The Trouble with Traditionalist Anti-Feminism

Paul Gottfried recently penned an article for LewRockwell.Com on The Trouble with Feminism which serves, inadvertently, as a good introduction to the problems with traditionalist anti-feminism.

Unlike equity feminism, which argues that women deserve equal rights but is extremely critical of attempts by radical feminists to go beyond that, traditionalist anti-feminism is in large measure opposed entirely to the notion of men and women as roughly equal and able to participate in the public and private sphere on equal terms. For Gottfried the distinction between equity/individualist feminism and radical feminism is a false one — both views are equally radical.

Serious conservative scholars like Allan Carlson and F. Carolyn Graglia have maintained that the change of women?s role, from being primarily mothers to self-defined professionals, has been a social disaster that continues to take its toll on the family. Rather than being the culminating point of Western Christian gentility, the movement of women into commerce and politics may be seen as exactly the opposite, the descent by increasingly disconnected individuals into social chaos.

Even more importantly, the distinction between “moderate” and “radical” feminists, which is basic to [Kenneth] Minogue?s essay, is not a significant difference. That distinction is in fact based on what neocons are willing to absorb of the feminist movement, as opposed to what they dislike, at least for the moment. It is also without historical justification to focus on the sui generis character of the latest phase of feminism and to treat it as discontinuous from what preceded it. The arguments made by Betty Friedan in The Feminine Mystique were pulled from a polemical arsenal that, as Mrs. Graglia demonstrates, went back to feminists of the early twentieth century.
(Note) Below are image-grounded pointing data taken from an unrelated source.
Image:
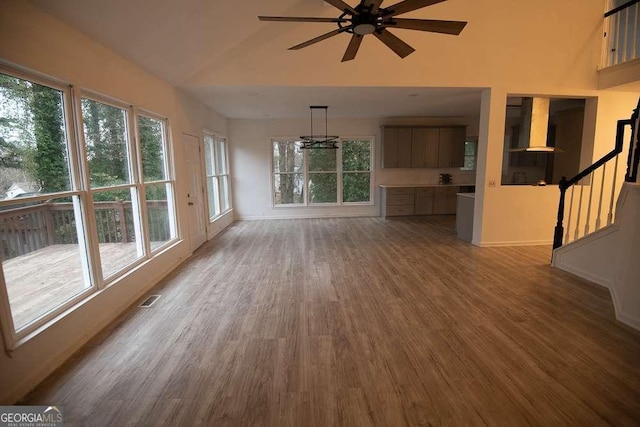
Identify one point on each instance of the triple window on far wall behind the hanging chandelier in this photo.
(330, 176)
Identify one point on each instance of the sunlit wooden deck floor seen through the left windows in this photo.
(42, 280)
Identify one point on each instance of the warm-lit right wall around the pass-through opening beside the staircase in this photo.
(510, 215)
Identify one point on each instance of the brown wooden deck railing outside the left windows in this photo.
(26, 229)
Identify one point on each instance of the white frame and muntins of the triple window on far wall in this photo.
(339, 174)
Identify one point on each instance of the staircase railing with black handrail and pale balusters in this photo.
(604, 185)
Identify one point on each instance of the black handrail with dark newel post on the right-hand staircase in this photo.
(631, 174)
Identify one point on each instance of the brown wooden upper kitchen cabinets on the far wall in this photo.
(423, 147)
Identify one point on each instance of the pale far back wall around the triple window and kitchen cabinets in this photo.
(251, 168)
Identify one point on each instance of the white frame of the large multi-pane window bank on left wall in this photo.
(82, 193)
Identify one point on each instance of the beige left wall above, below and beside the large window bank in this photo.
(37, 41)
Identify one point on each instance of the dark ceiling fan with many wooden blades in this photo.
(369, 18)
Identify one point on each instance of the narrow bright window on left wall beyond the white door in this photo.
(217, 170)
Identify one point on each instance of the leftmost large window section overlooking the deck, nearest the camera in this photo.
(42, 225)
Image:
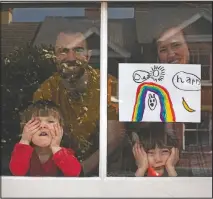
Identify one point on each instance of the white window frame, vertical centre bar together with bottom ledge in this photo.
(103, 186)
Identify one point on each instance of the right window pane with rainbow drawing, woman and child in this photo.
(171, 37)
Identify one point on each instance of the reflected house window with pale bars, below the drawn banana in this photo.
(199, 134)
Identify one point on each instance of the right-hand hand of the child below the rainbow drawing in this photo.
(172, 161)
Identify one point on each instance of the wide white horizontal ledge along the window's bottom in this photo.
(23, 187)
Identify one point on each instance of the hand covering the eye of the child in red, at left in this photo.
(30, 128)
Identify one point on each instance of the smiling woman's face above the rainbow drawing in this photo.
(172, 47)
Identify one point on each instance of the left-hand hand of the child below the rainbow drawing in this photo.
(140, 157)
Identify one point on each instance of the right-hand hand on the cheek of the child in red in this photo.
(57, 134)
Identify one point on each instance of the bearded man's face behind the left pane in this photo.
(70, 48)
Already in the interwar years, female professionals were organizing to push through a predecessor of the ERA. It may be assumed from Minogue?s observations that it was ok for feminists to unite to break down gender barriers and to enlist the state on their side before Betty Friedan came on the scene.

Whereas equity/individualist feminism supports the right of women to enter the workplace (or stay home and take care of children for that matter) but oppose affirmative action and other forms of special treatment for women, for Gottfried the entry of women into the work place itself is a disaster.

The message is driven home through his inclusion of F. Carolyn Graglia as one of the “serious conservative scholars” who opposes feminism. Like Gottfried, Graglia’s Domestic Tranquility: A Brief Against Feminism argues that feminism has been a disaster because it has encouraged women to enter the public sphere which simultaneously denigrated the traditional homemaker role of women, which Graglia seems to believe is the one true role that best fits women. Her book is filled with claims such as “when a woman lives too much in her mind, she finds it increasingly difficult to live through her body.”

Graglia endorses Andrea Dworkin’s view of heterosexual sex as an act of domination by men of women, with the main difference being that Graglia finds this to be a good thing. She goes so far on this line of thinking as to approve of the goal — though not the method — of genital mutilation in keeping women’s sexual assertiveness in control. When Cathy Young highlighted this tidbit in a review for Reason magazine, Graglia responded in a letter-to-the-editor saying,

My purpose is to suggest that the fact that some cultures felt so threatened by female sexual assertiveness that they would resort to such draconian measures to prevent it should give pause to those feminist sexual revolutionaries who promote such assertiveness as part of their sexual prescription.

In other words, the “serious conservative scholars” are just as bad as the radical feminists at making outrageous, illiberal claims.